Setelah Ali terpilih sebagai khalifah, dalam pidato pengukuhannya khlaifah Ali menyatakan bahwa Allah telah menurunkan al-Qur’an yang menjelaskan tentang hal-hal yang baik dan meninggalkan yang buruk. Beliau juga menegaskan bahwa perlindungan yang dijamin oleh Allah adalah perlindungan atas umat Islam. Adalah haram hukumnya melukai, merugikan sesama umat islam tanpa alasan yang dibenarkan hukum.[6]
Sejarah mencatat bahwa pengolahan urusan pemerintahan Ali juga selalu mengutamakan tradisi musyawarah sebagaimana pendahulunya, meskipun sudah kurang efektif, sebab telah terjadi friksi-friksi yang tajam dikalangan umat islam, yaitu antara kelompok Umaiyah (pendukung Muawiyah) dan Hasyimiyah (pendukung Ali).
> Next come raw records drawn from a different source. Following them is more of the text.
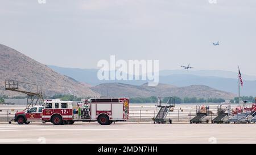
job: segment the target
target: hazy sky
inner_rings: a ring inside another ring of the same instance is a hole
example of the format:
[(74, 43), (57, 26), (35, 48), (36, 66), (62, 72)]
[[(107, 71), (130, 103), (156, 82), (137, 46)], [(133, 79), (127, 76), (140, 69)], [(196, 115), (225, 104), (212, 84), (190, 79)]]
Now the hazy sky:
[(0, 44), (61, 67), (112, 54), (256, 75), (256, 1), (0, 0)]

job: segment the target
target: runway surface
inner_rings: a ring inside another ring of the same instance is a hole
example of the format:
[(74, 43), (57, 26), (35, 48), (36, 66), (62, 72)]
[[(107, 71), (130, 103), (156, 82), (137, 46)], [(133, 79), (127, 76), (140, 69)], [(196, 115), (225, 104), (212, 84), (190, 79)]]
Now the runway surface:
[(0, 124), (0, 143), (256, 143), (254, 124)]

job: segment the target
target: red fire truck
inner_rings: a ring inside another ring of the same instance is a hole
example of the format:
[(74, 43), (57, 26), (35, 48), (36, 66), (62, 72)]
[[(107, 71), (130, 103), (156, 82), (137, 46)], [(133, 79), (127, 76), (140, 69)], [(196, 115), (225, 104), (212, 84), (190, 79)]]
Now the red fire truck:
[(47, 101), (42, 119), (55, 125), (75, 121), (97, 121), (102, 125), (125, 121), (129, 117), (127, 98), (90, 98), (74, 105), (72, 101)]
[(53, 124), (72, 124), (75, 121), (97, 121), (102, 125), (125, 121), (129, 117), (128, 98), (90, 98), (77, 103), (47, 100), (44, 106), (35, 106), (27, 112), (17, 112), (14, 119), (18, 124), (33, 121), (51, 122)]

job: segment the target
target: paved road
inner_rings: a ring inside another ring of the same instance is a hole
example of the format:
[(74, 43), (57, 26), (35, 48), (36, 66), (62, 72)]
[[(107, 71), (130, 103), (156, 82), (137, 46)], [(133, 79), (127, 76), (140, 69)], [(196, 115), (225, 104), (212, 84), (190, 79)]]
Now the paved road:
[(254, 124), (0, 124), (0, 143), (256, 143)]

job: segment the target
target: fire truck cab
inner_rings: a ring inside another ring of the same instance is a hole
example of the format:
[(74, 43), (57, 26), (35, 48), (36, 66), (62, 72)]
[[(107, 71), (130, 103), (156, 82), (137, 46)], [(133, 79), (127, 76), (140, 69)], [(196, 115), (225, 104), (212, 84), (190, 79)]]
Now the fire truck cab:
[[(28, 124), (31, 122), (38, 122), (42, 120), (42, 114), (44, 106), (34, 106), (27, 111), (16, 113), (14, 116), (14, 121), (19, 124)], [(10, 123), (10, 122), (9, 122)]]
[(90, 98), (77, 104), (47, 101), (42, 118), (55, 125), (72, 124), (75, 121), (97, 121), (102, 125), (109, 125), (127, 120), (129, 101), (127, 98)]

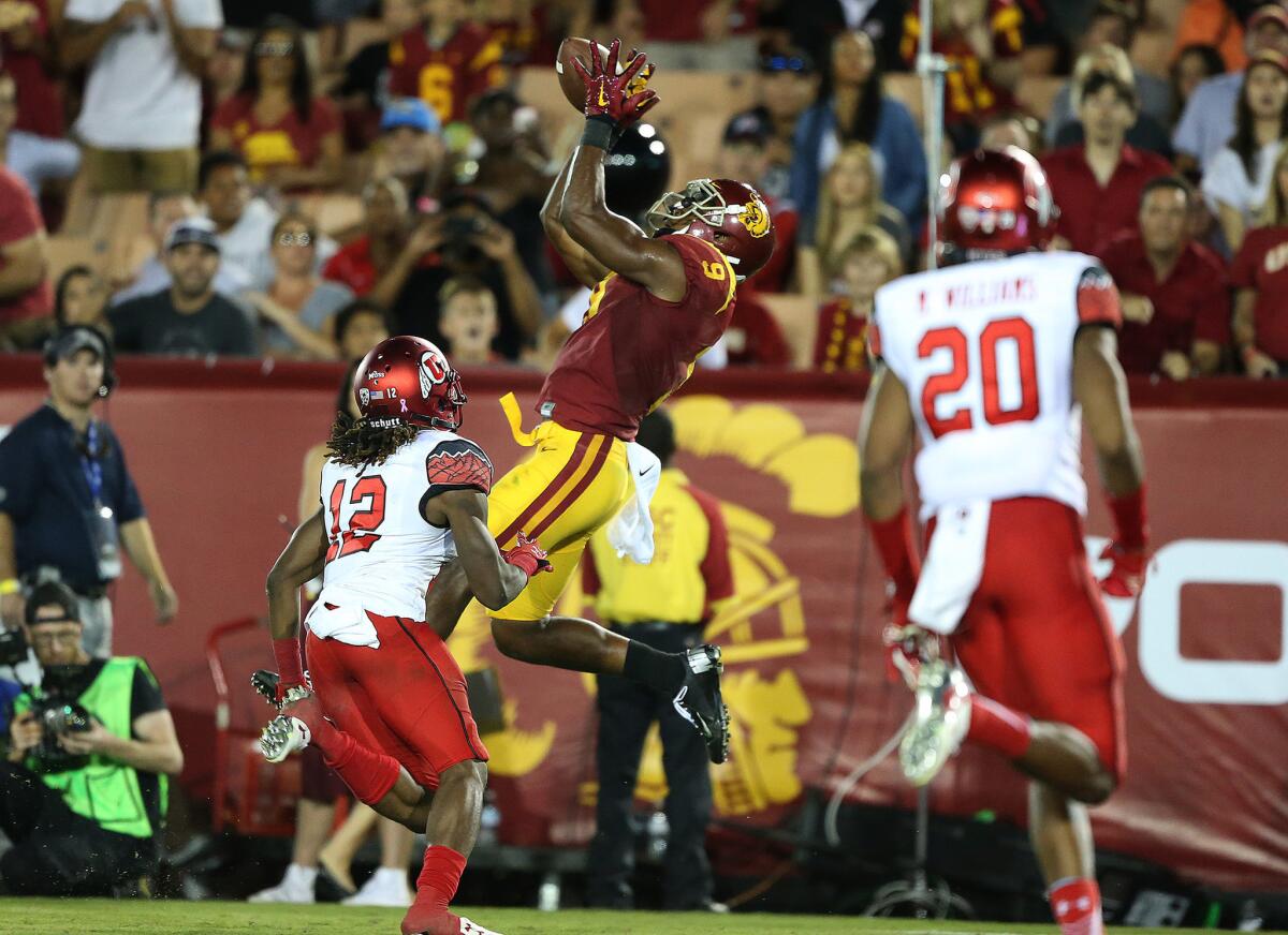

Tidaklah mengherankan jika kemudian diakhir kepemimpnan Ali, sempat terjadi konflik-konflik , seperti perang Jamal (onta) antara Ali dan Aisyah, perang siffin antara Ali dan Muawiyah yang membelot sehingga terjadi tahkim (masing-masing pihak memilih hakim) pada tahun 34 H untuk mengatasi konflik tersebut. Akhirnya karena “kelicikan” Amr bin Ash wakil dari kubu Muawwiyah, dalam tahkim tersebut putuskanlah bahwa Ali dihentikan dari jabatan khalifah, dan diangkat lah Muawiyah sebagai pengganti Ali.[7] Sejak itu pula sistem pergantian kepemimpinan berubah dari yang bersifat demokrasi menjadi model pergantian khalifah yang bersifat monarchi atau turun menurun.[8]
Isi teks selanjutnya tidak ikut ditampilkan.